I am struggling with exercise 6.12 of Chapter III from Barnsley's Fractals Everywhere, 2nd edition. The exercise is as follows:
Let $(X, d)$ be a compact metric space. Let $f : X \to X$ have the property $\lim\limits_{n \to \infty} f^{\circ n }(X) = x_f$ . Find a metric $\widetilde{d}$ on X such that $f$ is a contraction mapping, and the identity is homeomorphism from $(\overline{X}, d) \to (\overline{X}, \widetilde{d}).$
I copied it verbatim but I assume that $\{x_f\}$ should be used instead of $x_f$ and that $\overline{X} = X$
Solution to more general problem can be found in paper by Mayers (Corollary 1.1 applies to any compact space). It is a bit tricky though.
Perhaps in this situation there is a simpler solution, but it doesn't seem to be proposed
$$\tilde d(x, y) = \sum_{n = 0}^\infty \frac {d(f^{\circ n}(x),f^{\circ n}(y)) } {2^n}. $$
(while this is an equivalent metric, we have $$\tilde d(f(x), f(y)) = \sum_{n = 0}^\infty\frac {2 \cdot d(f^{\circ n+1}(x),f^{\circ n+1}(y)) } {2 \cdot 2^n} \leq 2 \tilde d(x, y), $$ and we can't really make it work with any constant less than $1$ this way)
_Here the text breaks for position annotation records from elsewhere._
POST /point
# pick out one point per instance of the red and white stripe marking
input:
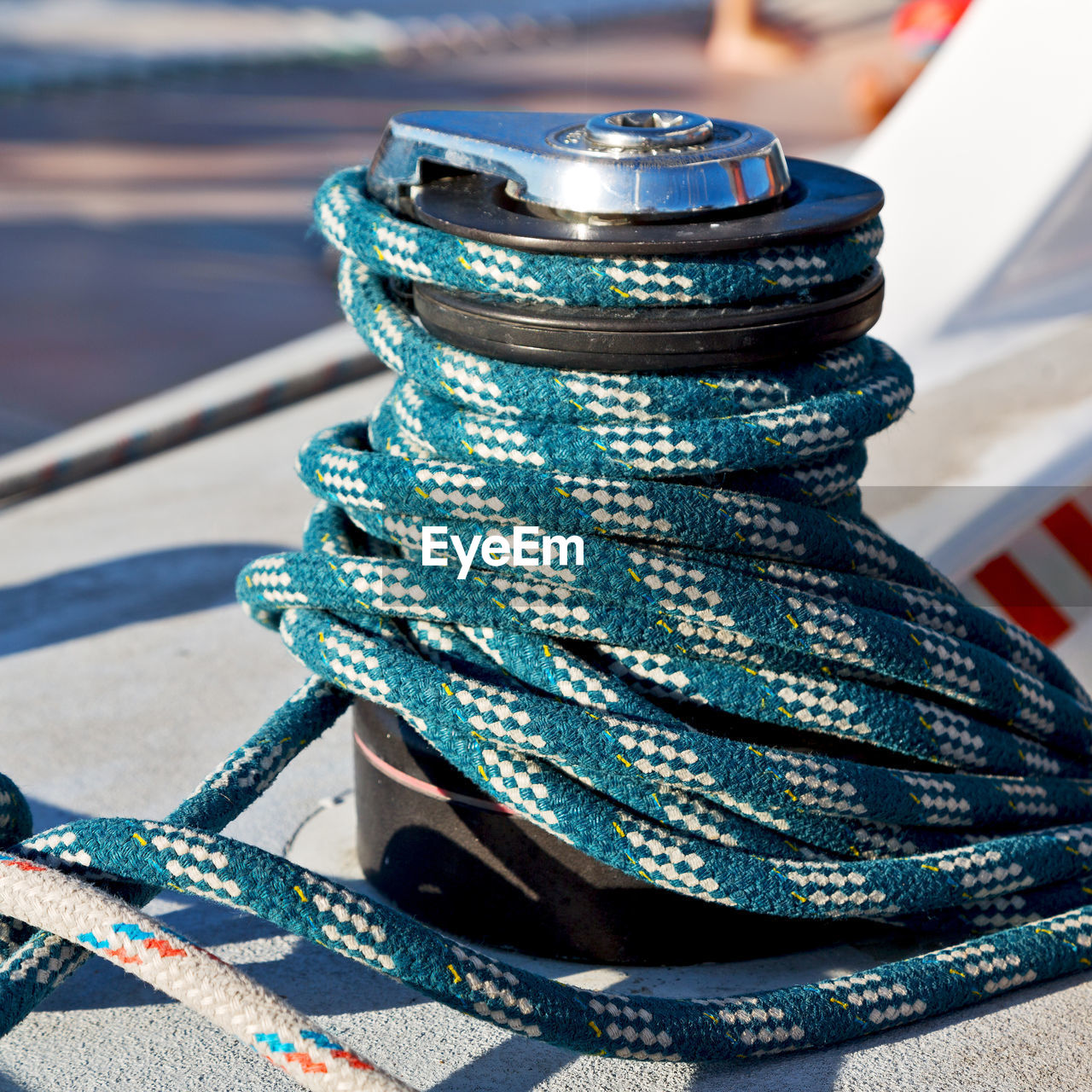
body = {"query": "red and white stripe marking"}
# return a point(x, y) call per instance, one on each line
point(1043, 579)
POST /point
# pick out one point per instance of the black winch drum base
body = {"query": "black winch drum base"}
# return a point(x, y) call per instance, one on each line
point(661, 339)
point(495, 878)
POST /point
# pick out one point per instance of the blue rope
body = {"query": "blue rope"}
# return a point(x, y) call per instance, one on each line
point(939, 773)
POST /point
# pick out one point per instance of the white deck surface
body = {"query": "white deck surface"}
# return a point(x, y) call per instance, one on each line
point(127, 674)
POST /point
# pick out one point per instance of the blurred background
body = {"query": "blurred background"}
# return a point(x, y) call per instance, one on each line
point(157, 157)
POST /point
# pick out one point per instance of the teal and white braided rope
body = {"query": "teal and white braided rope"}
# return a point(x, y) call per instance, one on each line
point(748, 694)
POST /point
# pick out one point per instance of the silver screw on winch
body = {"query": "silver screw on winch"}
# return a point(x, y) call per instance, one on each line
point(648, 129)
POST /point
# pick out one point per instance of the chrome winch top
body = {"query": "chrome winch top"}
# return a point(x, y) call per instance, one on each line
point(628, 182)
point(632, 163)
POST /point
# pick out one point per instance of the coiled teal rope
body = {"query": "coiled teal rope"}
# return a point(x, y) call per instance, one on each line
point(937, 765)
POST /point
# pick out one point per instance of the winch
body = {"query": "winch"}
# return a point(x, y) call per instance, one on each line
point(626, 184)
point(630, 183)
point(679, 699)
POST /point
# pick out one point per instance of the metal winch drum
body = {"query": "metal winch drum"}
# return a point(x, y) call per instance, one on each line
point(642, 183)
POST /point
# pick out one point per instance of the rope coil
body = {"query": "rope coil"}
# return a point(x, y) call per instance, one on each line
point(748, 694)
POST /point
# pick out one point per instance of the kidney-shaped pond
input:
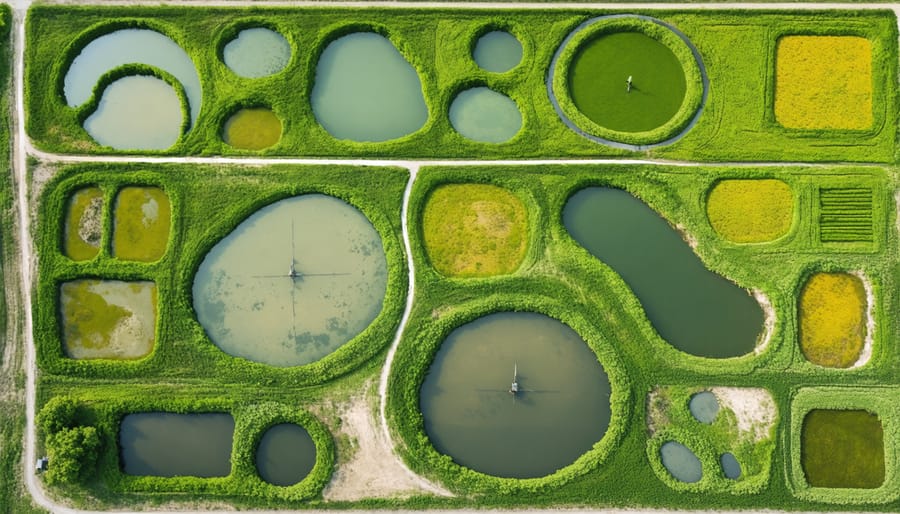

I'll put my failed approach here as well. If we knew, that for some $0 < \lambda < 1$ sequence $\lambda^{-n} d(f^{\circ n}(x), x_f)$ was bounded for all $x$, we could use $$ \hat d(x, y) = \sup_{n \geq 0} \lambda^{-n}d(f^{\circ n}(x), f^{\circ n}(y)), $$ (but that is a much stronger condition).